Yesterday the court released orders from Friday’s conference, adding a patent case to its docket for next term and declining to review two related cases involving public funding of religious institutions. Amy Howe covers the order list for this blog, in a post that first appeared at Howe on the Court. At Jurist, Erin McCarthy Holliday covers the patent case, Iancu v. NantKwest, which asks whether a federal law allowing a patent applicant to seek review of a patent denial in district court but requiring the applicant to pay “all the expenses of the proceeding” includes expenses for Patent Office personnel, including attorneys.
At Bloomberg, Greg Stohr reports that although Justice Brett Kavanaugh agreed with the decision not to review the religion cases, “Kavanaugh criticized a state court ruling that bars churches from getting historic-preservation grants from a New Jersey county, aligning himself with conservative justices on public funding for religious activities.” Additional coverage comes from Jessica Gresko at AP, Kevin Daley at The Daily Caller, Adam Liptak at The New York Times, Lawrence Hurley at Reuters, Ariane de Vogue at CNN, Robert Barnes for The Washington Post, and Tim Zubizaretta at Jurist. David Savage reports for the Los Angeles Times that the justices also “let stand a $4-million verdict against two Los Angeles County sheriff’s deputies who were searching for a fugitive and mistakenly shot an innocent homeless couple sleeping in a shed,” “a rare victory for victims of mistaken police shootings.”

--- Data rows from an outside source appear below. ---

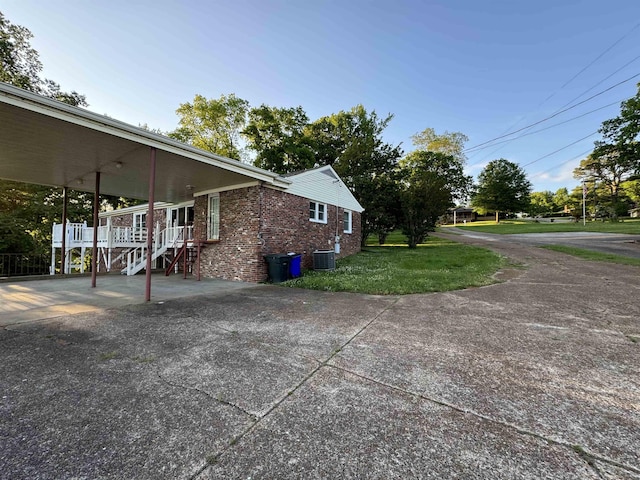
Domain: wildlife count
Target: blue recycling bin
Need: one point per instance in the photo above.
(295, 265)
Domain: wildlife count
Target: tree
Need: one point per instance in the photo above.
(27, 211)
(278, 138)
(20, 65)
(502, 187)
(621, 134)
(605, 170)
(561, 198)
(541, 203)
(213, 125)
(429, 183)
(351, 141)
(449, 143)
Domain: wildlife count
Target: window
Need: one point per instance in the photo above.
(213, 217)
(347, 221)
(139, 226)
(317, 212)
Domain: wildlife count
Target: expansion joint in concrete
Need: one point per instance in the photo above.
(207, 394)
(586, 456)
(214, 458)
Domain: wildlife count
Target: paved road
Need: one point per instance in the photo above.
(536, 377)
(626, 245)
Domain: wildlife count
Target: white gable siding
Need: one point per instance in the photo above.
(323, 185)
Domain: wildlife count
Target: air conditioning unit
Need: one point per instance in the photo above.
(324, 260)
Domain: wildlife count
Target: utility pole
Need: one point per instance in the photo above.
(584, 204)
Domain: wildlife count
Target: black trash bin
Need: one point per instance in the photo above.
(295, 267)
(278, 267)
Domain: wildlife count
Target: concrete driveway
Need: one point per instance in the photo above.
(618, 244)
(536, 377)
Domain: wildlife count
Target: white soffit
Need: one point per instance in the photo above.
(46, 142)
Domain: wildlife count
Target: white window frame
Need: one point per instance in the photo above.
(317, 212)
(347, 221)
(139, 226)
(213, 216)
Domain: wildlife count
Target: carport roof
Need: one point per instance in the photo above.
(47, 142)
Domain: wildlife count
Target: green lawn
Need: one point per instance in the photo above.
(593, 255)
(628, 226)
(437, 266)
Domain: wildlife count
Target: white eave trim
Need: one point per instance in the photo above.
(85, 118)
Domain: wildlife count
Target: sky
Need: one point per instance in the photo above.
(484, 68)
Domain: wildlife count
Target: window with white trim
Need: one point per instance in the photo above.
(347, 221)
(213, 217)
(317, 212)
(139, 226)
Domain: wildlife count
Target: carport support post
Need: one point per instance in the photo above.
(94, 252)
(152, 192)
(64, 231)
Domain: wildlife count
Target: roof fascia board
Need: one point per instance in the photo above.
(85, 118)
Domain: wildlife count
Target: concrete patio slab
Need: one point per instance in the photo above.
(37, 299)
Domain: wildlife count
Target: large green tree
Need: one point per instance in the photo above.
(430, 181)
(28, 211)
(608, 173)
(277, 136)
(351, 141)
(541, 203)
(449, 143)
(616, 158)
(20, 65)
(621, 137)
(502, 188)
(213, 124)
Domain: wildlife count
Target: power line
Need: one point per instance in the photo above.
(477, 149)
(561, 164)
(553, 115)
(601, 81)
(607, 50)
(559, 150)
(505, 134)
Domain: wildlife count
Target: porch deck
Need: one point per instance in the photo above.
(23, 300)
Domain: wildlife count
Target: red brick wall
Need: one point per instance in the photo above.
(256, 221)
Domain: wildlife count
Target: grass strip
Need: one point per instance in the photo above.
(593, 255)
(507, 227)
(436, 266)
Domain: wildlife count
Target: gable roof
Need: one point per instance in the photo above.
(325, 186)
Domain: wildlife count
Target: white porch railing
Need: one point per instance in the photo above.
(170, 237)
(79, 235)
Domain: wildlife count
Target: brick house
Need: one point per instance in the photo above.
(236, 227)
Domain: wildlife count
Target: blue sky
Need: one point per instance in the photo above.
(481, 68)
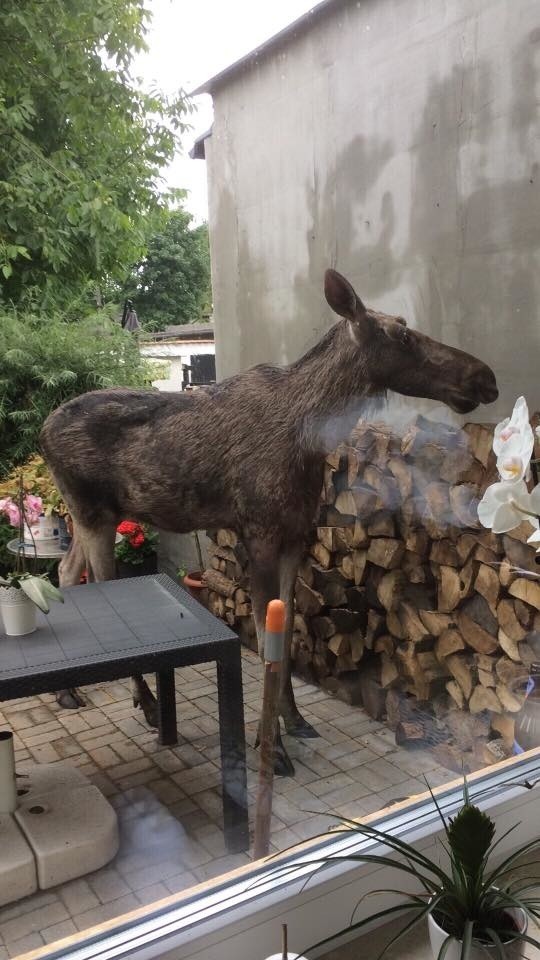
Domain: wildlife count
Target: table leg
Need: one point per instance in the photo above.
(233, 750)
(166, 697)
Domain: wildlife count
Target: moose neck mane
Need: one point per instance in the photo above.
(329, 390)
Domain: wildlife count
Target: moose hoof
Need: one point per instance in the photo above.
(70, 699)
(300, 728)
(145, 699)
(283, 765)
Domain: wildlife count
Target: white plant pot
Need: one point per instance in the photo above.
(512, 950)
(18, 612)
(8, 781)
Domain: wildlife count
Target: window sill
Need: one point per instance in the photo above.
(239, 918)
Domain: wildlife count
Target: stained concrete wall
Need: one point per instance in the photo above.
(397, 140)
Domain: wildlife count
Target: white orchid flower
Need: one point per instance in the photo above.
(505, 505)
(515, 426)
(514, 458)
(534, 539)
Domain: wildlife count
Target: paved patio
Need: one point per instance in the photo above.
(168, 798)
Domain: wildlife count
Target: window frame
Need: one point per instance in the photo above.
(239, 916)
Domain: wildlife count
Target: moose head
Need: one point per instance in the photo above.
(397, 358)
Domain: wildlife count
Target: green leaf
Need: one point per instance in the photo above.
(470, 834)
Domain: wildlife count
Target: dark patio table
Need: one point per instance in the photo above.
(110, 630)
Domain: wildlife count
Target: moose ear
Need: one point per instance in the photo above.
(341, 296)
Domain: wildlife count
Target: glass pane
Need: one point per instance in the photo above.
(329, 454)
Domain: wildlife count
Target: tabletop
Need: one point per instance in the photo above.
(112, 621)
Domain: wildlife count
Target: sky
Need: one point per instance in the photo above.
(190, 41)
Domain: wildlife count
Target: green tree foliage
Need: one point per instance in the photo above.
(81, 145)
(42, 364)
(172, 283)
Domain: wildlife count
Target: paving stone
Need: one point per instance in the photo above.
(108, 885)
(78, 896)
(126, 769)
(180, 881)
(31, 942)
(106, 911)
(152, 893)
(33, 921)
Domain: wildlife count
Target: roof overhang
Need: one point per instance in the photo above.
(293, 30)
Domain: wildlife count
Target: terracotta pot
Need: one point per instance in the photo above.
(195, 585)
(144, 569)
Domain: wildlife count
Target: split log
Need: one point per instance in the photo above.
(386, 553)
(526, 590)
(389, 672)
(449, 591)
(434, 622)
(444, 552)
(357, 643)
(381, 525)
(509, 623)
(220, 584)
(322, 627)
(390, 589)
(488, 585)
(475, 635)
(321, 554)
(456, 693)
(412, 626)
(308, 601)
(484, 698)
(460, 668)
(339, 644)
(450, 641)
(353, 566)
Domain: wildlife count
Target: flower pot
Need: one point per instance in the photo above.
(144, 569)
(513, 950)
(195, 584)
(18, 612)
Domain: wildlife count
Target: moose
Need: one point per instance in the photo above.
(246, 453)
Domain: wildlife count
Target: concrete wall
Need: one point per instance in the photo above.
(398, 141)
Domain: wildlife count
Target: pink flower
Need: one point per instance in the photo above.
(33, 507)
(11, 510)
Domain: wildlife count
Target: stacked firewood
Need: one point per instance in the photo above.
(404, 603)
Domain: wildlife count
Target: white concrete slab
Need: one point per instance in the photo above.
(72, 831)
(17, 865)
(37, 778)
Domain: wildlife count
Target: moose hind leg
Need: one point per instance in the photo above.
(69, 574)
(295, 724)
(264, 566)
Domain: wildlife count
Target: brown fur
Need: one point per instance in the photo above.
(247, 453)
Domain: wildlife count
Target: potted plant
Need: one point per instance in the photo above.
(135, 554)
(474, 910)
(20, 594)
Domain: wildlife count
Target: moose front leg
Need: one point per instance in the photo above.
(144, 698)
(295, 724)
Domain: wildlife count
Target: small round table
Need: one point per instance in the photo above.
(48, 550)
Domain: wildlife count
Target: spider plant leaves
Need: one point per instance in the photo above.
(40, 591)
(470, 834)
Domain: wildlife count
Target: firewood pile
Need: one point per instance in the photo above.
(404, 603)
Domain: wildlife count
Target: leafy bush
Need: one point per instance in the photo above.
(45, 362)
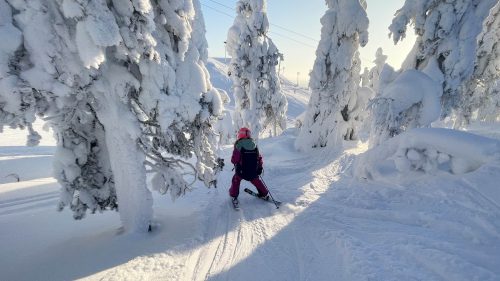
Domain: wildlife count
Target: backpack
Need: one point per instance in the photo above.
(248, 166)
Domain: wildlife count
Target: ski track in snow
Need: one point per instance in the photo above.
(329, 227)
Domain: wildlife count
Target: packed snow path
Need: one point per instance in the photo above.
(330, 227)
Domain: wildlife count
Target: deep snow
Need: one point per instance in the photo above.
(331, 226)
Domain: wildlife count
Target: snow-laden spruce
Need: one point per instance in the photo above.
(407, 100)
(124, 86)
(482, 92)
(259, 103)
(427, 150)
(335, 108)
(446, 32)
(374, 74)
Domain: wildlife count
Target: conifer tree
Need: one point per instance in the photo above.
(333, 110)
(260, 105)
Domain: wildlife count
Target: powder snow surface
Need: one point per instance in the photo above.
(412, 225)
(330, 227)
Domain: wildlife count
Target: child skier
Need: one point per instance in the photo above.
(248, 166)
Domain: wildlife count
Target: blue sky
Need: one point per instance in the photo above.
(295, 29)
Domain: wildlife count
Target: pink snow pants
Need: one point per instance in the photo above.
(235, 186)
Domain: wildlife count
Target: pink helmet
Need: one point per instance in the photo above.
(244, 133)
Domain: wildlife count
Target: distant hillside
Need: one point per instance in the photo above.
(297, 97)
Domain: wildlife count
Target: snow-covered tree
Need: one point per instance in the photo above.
(374, 73)
(446, 32)
(260, 105)
(365, 79)
(409, 100)
(481, 99)
(332, 113)
(124, 86)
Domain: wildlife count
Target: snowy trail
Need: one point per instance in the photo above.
(330, 227)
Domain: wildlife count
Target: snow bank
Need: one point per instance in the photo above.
(427, 150)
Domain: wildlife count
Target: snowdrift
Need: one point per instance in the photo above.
(429, 151)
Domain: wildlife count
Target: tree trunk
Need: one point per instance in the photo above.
(127, 163)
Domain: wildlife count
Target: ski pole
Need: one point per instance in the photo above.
(269, 191)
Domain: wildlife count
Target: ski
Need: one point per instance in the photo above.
(251, 192)
(235, 204)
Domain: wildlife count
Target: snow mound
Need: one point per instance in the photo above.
(428, 151)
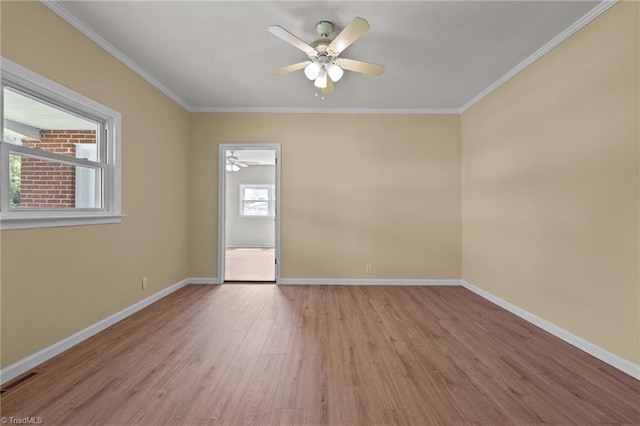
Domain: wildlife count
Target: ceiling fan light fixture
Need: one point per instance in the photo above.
(335, 72)
(312, 70)
(321, 81)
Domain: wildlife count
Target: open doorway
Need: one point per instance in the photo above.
(248, 227)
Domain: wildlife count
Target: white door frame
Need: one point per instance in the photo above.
(222, 189)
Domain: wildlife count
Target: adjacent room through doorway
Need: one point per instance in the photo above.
(250, 183)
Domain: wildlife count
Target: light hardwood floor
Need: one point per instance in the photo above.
(268, 355)
(250, 264)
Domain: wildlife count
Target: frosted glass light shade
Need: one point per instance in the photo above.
(321, 81)
(312, 70)
(335, 72)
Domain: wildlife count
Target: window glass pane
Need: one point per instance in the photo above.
(255, 208)
(256, 194)
(38, 183)
(35, 124)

The court issued three opinions yesterday. In Rimini Street Inc. v. Oracle USA Inc., the justices ruled unanimously that the term “full costs” awarded to a prevailing party in a copyright case is limited to taxable costs and does not include nontaxable costs such as expert-witness fees. Ronald Mann analyzes the opinion for this blog. Nicholas Chan covers the opinion for Jurist. In another unanimous copyright case, Fourth Estate Public Benefit Corp. v. Wall-Street.com, the justices held that a copyright claimant cannot sue for infringement until after the Copyright Office has ruled on its copyright-registration application. Jessica Litman has this blog’s opinion analysis. Leanne Winkels discusses the opinion at Jurist.
And in BNSF Railway Company v. Loos, the court held 7-2 that a railroad’s payment to an employee for time lost from work is taxable compensation under the Railroad Retirement Tax Act. This blog’s opinion analysis comes from Daniel Hemel. Subscript Law provides a graphic explainer for the opinion, and Austin Koltonowski has Jurist’s coverage. Mark Walsh has a first-hand look at yesterday’s opinion announcements for this blog.
For The New York Times, Adam Liptak remarks that “Justice Clarence Thomas was busy in February[:] As usual, he asked no questions during Supreme Court arguments,” [b]ut he made up for his silence with three opinions in eight days that took issue with some of the court’s most prominent precedents,” including New York Times v. Sullivan, Roe v. Wade, and Gideon v. Wainwright. At The Interdependent Third Branch, Lawrence Friedman writes that “Thomas’s opinions preview what Chief Justice Roberts may look forward to should more justices be appointed who share not just Thomas’s interpretive approach, but his willingness to cast aside settled rules in favor of a return to the presumed original understanding of the constitution.” At the Brennan Center for Justice, Andrew Cohen warns that in questioning Gideon, in which the Supreme Court “first recognized a constitutional ‘right to counsel’ in state cases 56 years ago,” Thomas, joined by Justice Neil Gorsuch, is “telling us clearly where they want this court to go[:] … Back to a time when indigent defendants had no hope of being fairly represented.”
- At AP, Mark Sherman reports that after Justice Ruth Bader Ginsburg delivered two of the Supreme Court’s three opinions yesterday, “[n]ow we know what [she] was doing as she recuperated from lung cancer surgery: churning out opinions for the court at a faster clip than any of her younger colleagues.”
- At his eponymous blog, Sheldon Nahmod looks at January’s opinion in City of Escondido, California v. Emmons, a “qualified immunity excessive force case, [in which] the Court summarily reversed and once more chastised the Ninth Circuit for making the clearly settled law inquiry at too high a level of generality”; he remarks on ‘”the extreme implications” of a statement in the opinion suggesting that “there can be no clearly settled law unless the Supreme Court has weighed in on the specific issue in comparable factual circumstances.”
- At The Interdependent Third Branch, Jordan Singer considers what to expect when Justices Samuel Alito and Elena Kagan testify about the Supreme Court’s budget before a House appropriations subcommittee on Thursday, noting that “[s]ubcommittee members are likely to use the rare opportunity for direct interaction with the Justices to broach a variety of unrelated subjects, including an ethics code for the Supreme Court, the introduction of courtroom cameras, and the federal court system’s new workplace conduct policies.”